I was sitting in an employee huddle at our Saco store when I heard the statement The work culture here is ours to create. A relatively new member of the store team had said this, and everyone was now following up in agreement.
Weeks later I was in a similar huddle at our Yarmouth store with another employee team. One by one each person took turns speaking about why working at Hancock Lumber was meaningful to them.
I never feel alone here.
Everyone is willing to help you.
There’s just a strong sense of community here—we take care of each other.
Everybody wants you to succeed.
In both instances I heard the same statements. The employees at each location were taking shared ownership and collective control of their own work experience, just as they had been encouraged to do. The employees themselves were leading and taking care of each other. Senior management had made a sustained commitment to deep human engagement at work, but it was the employees themselves who were giving it life. Work, like everything else, becomes what we make it.
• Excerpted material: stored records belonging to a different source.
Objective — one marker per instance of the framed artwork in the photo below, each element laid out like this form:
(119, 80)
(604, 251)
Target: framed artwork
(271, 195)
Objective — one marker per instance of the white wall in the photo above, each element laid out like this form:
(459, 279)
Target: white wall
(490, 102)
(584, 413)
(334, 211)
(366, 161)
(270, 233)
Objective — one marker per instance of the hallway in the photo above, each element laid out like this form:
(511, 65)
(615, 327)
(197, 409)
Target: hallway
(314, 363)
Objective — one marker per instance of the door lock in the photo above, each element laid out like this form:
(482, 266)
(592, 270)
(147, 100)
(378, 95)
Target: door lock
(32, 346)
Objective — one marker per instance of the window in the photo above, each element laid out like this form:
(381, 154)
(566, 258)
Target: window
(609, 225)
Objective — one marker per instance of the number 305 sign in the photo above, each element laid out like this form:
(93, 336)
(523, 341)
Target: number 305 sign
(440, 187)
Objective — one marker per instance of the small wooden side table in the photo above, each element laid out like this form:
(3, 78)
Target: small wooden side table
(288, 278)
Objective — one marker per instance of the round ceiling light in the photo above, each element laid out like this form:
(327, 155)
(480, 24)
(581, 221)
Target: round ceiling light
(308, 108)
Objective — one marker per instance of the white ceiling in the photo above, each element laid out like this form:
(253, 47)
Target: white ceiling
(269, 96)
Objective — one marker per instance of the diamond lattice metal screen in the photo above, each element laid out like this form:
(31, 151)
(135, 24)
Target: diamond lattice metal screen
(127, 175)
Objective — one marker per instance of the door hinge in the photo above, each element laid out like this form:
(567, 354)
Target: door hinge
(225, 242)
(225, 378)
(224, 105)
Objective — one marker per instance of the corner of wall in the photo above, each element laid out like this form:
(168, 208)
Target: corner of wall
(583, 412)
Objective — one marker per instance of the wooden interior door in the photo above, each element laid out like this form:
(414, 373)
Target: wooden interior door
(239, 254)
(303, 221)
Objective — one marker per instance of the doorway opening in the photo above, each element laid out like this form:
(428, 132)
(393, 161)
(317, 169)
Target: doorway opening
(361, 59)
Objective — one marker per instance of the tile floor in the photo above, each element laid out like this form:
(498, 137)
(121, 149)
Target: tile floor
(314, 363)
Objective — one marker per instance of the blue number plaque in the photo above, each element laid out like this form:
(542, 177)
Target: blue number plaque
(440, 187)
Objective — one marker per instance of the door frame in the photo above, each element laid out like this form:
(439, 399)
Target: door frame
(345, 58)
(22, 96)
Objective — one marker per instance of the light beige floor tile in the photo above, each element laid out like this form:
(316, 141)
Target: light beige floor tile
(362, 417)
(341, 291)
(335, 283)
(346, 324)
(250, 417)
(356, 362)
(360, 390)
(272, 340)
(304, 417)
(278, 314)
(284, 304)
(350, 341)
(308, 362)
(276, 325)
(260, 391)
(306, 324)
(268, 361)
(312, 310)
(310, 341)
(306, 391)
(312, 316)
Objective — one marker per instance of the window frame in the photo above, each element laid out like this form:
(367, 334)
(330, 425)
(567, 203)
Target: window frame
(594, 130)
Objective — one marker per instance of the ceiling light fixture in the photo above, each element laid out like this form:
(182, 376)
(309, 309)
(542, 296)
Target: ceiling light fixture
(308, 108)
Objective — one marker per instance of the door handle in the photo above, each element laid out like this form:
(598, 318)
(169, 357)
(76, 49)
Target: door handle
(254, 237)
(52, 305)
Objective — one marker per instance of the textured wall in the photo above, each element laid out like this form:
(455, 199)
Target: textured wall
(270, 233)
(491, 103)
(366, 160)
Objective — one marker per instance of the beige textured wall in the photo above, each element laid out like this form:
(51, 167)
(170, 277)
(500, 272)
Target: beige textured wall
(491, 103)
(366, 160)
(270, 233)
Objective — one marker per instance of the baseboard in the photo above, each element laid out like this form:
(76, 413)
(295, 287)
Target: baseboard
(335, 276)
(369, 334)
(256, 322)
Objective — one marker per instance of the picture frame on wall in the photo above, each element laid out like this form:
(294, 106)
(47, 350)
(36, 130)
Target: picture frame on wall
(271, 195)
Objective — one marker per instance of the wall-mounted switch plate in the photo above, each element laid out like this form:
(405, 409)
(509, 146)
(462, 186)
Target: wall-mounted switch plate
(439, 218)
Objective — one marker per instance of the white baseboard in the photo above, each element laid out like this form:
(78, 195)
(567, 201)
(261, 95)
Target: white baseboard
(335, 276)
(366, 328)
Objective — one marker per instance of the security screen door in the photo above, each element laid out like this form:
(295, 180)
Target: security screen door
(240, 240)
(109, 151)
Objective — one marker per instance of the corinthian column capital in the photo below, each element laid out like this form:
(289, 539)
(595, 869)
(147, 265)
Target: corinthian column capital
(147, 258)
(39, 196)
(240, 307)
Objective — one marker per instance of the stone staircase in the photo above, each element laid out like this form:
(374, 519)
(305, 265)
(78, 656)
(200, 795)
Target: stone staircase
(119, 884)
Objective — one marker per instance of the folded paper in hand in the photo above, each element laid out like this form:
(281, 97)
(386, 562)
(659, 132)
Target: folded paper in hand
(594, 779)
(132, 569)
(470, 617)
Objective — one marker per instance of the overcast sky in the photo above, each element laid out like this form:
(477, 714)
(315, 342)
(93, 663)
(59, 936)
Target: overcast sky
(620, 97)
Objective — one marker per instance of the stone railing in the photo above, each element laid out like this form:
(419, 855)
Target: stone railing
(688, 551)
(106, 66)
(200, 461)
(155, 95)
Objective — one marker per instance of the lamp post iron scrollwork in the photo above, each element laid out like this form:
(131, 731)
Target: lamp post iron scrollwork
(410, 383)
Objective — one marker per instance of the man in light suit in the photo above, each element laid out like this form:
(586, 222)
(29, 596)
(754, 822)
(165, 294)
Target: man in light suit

In Hancock Lumber’s now-multi-decade quest to make work meaningful and energy-giving for the people who do it, we have learned that the recipe for success can be boiled down to four key words:
Trusted
Respected
Valued
Heard
If employees feel trusted, respected, valued, and heard, it is highly likely they will be deeply engaged in their work. When these four words are consistently present at work, work becomes energy-giving. When these four words are present, self-esteem grows, confidence builds, trust spreads, and love is present. And when this happens, companies soar on the wings of thriving humans at work.
Earlier this year I spoke on the same day to over one hundred of our employee team members at our sawmill in Pittsfield and then at Mainely Trusses in Fairfield. In both instances, conveying respect was my number-one goal. Companies and their leaders get whatever they consistently prioritize. If employees are not having a meaningful experience at work, it’s because leadership is not making that a priority. The workplace polling and research company Gallup knows that corporate success is tied to customer engagement, and that customer engagement is tied to employee engagement, and that employee engagement is tied to a focus on each employee’s well-being as a human, not merely as a worker. When companies make the employee experience a priority, the employees then take the lead, creating the culture they desire.
When leaders honor humans at work, great work follows.